Some of these men admitted to being chastened by their own first reactions to fear and hunger, and there were few who did not feel that they came out of the experience with a better sense of their own worth and of life's values in general. Nearly all spoke of entering civilian life again with a better appreciation of the page 533 ordinary things of life, especially freedom and food. Some spoke almost ecstatically of the joy of clean sheets, clothes, water from a tap, privacy, books. At the same time they knew that they could easily again do without many things which others regarded as necessities, that they could ‘rough it with anyone’; and some felt that they could have ‘no fear of the worst’, and even that they could ‘never be unhappy again’. Having tasted the misery of hunger, cold, and lack of those comfortable things which insulate civilised man from the world of nature, many felt a great understanding with the ‘poor’ and a sympathy for ‘those who suffer in the world—the homeless, hungry, naked, sick and dying’. But they realised that wealth and material possession were not the secret of happiness. ‘These things matter little, but the state of one's mind matters a lot’ was one man's summing up; and a woman internee felt that the ‘human soul transcends one's possessions—one is freer without them’. It is not the first time in history that captivity, with its attendant privations and persecutions, has led people to rethink their philosophy.

These are the things which our men and women who were prisoners of war and internees feel they have learnt from their captivity.

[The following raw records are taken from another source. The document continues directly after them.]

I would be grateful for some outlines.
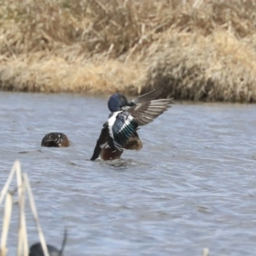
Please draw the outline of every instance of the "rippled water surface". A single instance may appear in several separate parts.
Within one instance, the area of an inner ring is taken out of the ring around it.
[[[90,161],[107,101],[0,93],[0,184],[20,160],[48,243],[60,247],[67,227],[65,255],[253,255],[256,105],[177,103],[141,128],[142,150]],[[51,131],[71,146],[41,148]]]

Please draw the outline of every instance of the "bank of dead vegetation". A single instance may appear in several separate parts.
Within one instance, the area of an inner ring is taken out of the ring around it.
[[[256,2],[1,0],[0,88],[256,102]]]

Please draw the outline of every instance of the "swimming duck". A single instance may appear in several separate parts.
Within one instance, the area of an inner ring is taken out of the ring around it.
[[[61,132],[50,132],[46,134],[41,143],[42,147],[68,147],[69,141],[67,137]]]
[[[125,149],[140,149],[143,143],[137,131],[148,125],[170,108],[172,98],[163,99],[166,88],[160,88],[128,101],[115,93],[108,100],[111,113],[103,125],[91,160],[119,158]]]

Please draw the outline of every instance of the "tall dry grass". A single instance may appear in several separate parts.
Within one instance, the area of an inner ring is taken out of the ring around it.
[[[253,0],[0,0],[0,88],[255,102]]]

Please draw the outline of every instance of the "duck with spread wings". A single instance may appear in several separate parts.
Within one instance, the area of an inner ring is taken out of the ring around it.
[[[148,125],[171,107],[172,98],[163,98],[166,88],[160,88],[128,101],[120,94],[108,100],[111,111],[103,125],[91,160],[119,158],[125,149],[140,149],[143,143],[137,130]]]

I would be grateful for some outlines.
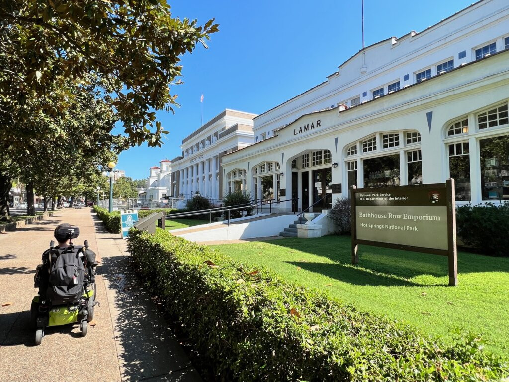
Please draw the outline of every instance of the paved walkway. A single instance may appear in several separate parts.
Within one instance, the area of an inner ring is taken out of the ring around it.
[[[104,231],[88,208],[67,210],[0,235],[0,381],[199,381],[178,341],[150,296],[138,286],[120,234]],[[95,326],[48,328],[33,346],[28,329],[33,278],[41,255],[61,223],[79,227],[100,257]]]

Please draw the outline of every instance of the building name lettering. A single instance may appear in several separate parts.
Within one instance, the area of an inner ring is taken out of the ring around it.
[[[193,158],[192,159],[191,159],[191,160],[190,161],[190,163],[193,163],[194,162],[195,162],[196,160],[197,160],[199,159],[202,159],[202,158],[203,157],[203,155],[204,155],[204,154],[202,154],[201,155],[198,155],[197,156],[195,156],[194,158]]]
[[[305,131],[308,131],[310,130],[313,130],[315,128],[318,128],[320,127],[320,124],[321,121],[319,119],[317,119],[316,122],[311,122],[310,124],[308,123],[306,125],[303,125],[300,126],[298,129],[295,128],[293,129],[293,134],[296,135],[298,134],[300,134],[301,133],[304,132]]]

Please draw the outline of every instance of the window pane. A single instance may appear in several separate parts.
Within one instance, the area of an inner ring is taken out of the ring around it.
[[[509,200],[509,135],[479,141],[483,200]]]
[[[450,146],[449,146],[450,147]],[[450,177],[455,180],[456,200],[470,200],[470,165],[469,155],[449,158]]]
[[[263,176],[262,179],[262,198],[264,200],[274,199],[274,177]]]
[[[364,186],[400,185],[400,155],[364,159]]]

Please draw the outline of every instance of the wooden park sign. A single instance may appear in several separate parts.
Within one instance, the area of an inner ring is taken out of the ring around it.
[[[352,188],[352,263],[365,244],[446,256],[458,285],[454,179],[444,183]]]

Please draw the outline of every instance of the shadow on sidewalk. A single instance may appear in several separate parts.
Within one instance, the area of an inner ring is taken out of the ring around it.
[[[119,354],[123,378],[137,380],[155,375],[163,380],[188,379],[192,365],[150,296],[123,256],[103,258],[103,277],[116,296],[116,340],[124,349]],[[99,296],[100,298],[100,296]]]

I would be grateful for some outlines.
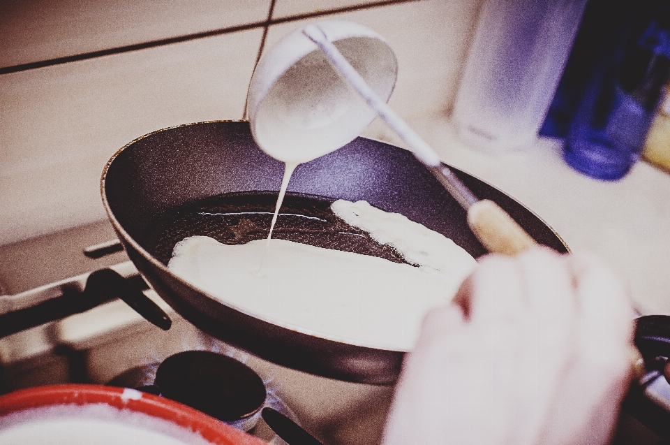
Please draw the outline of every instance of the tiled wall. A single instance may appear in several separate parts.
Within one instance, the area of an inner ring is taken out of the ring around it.
[[[0,1],[0,245],[105,219],[100,174],[130,140],[241,118],[266,30],[271,45],[310,21],[364,24],[398,55],[391,105],[445,112],[480,3]]]

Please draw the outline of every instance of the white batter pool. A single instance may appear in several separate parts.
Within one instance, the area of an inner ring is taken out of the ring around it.
[[[408,351],[432,307],[447,303],[477,265],[444,235],[366,201],[332,209],[408,262],[273,239],[177,243],[168,268],[222,302],[276,324],[355,344]]]

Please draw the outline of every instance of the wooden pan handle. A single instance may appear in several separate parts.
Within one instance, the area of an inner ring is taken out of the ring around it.
[[[507,212],[488,199],[470,206],[468,225],[479,242],[493,254],[513,256],[537,245]]]
[[[509,214],[498,204],[483,199],[468,210],[468,225],[486,249],[494,254],[513,256],[537,245]],[[628,350],[631,374],[636,379],[644,375],[644,361],[640,351],[631,345]]]

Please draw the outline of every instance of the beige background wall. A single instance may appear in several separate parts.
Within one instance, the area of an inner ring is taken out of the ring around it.
[[[268,24],[268,44],[315,20],[368,26],[398,54],[394,108],[447,110],[479,3],[0,1],[0,245],[104,219],[100,172],[135,138],[241,118]]]

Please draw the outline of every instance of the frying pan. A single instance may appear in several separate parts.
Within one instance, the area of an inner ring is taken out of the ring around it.
[[[130,143],[107,163],[100,187],[107,214],[130,258],[158,294],[196,327],[278,365],[352,382],[393,384],[405,351],[309,335],[226,305],[172,274],[152,251],[147,231],[161,215],[222,194],[276,192],[283,170],[283,164],[254,143],[248,122],[200,122],[155,131]],[[498,203],[537,242],[568,251],[558,234],[523,205],[454,170],[477,196]],[[410,152],[389,144],[358,138],[300,165],[288,191],[333,200],[366,200],[442,233],[475,258],[486,253],[458,203]]]

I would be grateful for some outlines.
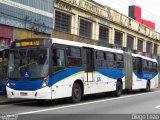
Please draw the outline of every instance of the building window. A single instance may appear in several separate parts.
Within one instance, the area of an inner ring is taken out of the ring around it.
[[[56,11],[55,30],[70,33],[71,32],[71,15]]]
[[[99,27],[99,40],[109,42],[109,28]]]
[[[158,45],[154,44],[154,55],[157,56]]]
[[[137,50],[139,52],[143,52],[143,40],[142,39],[138,39]]]
[[[146,52],[148,54],[151,54],[152,53],[152,43],[147,41],[147,44],[146,44]]]
[[[7,38],[0,38],[0,48],[6,48],[11,45],[11,40]]]
[[[80,31],[81,37],[92,38],[92,23],[86,20],[80,19]]]
[[[133,49],[134,37],[127,35],[127,48]]]
[[[115,31],[115,37],[114,37],[114,39],[115,39],[115,44],[116,45],[122,46],[123,33]]]

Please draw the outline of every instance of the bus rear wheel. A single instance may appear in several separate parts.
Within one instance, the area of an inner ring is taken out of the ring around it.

Except for professional training, they are in the main intangible, and describing them in some detail does not make it any easier to estimate their carry-over into the life of the New Zealand community. Yet, if a large number of our people of middle years, amounting to one in every two hundred of the population, have gained a knowledge of and sympathy for people of other countries; if they have probed deeper than most beneath the surface of human beings in general and have seen more of their psychological make-up; if they have learnt contentment and patience and tolerance above the average, then many may feel that, whatever the loss New Zealand suffered by their capture, she has been repaid with interest by their return. During their captivity it was New Zealand's policy to ensure by the expenditure of money and effort that these people were kept as physically healthy and as mentally alert as circumstances allowed, so that they might after repatriation again become useful citizens. There is no reason to suppose that this policy has not been amply justified. There is, on the contrary, a good deal of evidence to show that the majority of repatriates are on balance mentally the richer for their experience of captivity. And, while their influence as individuals may vary, what they have gained individually should, in the long run, enrich the New Zealand community as a whole.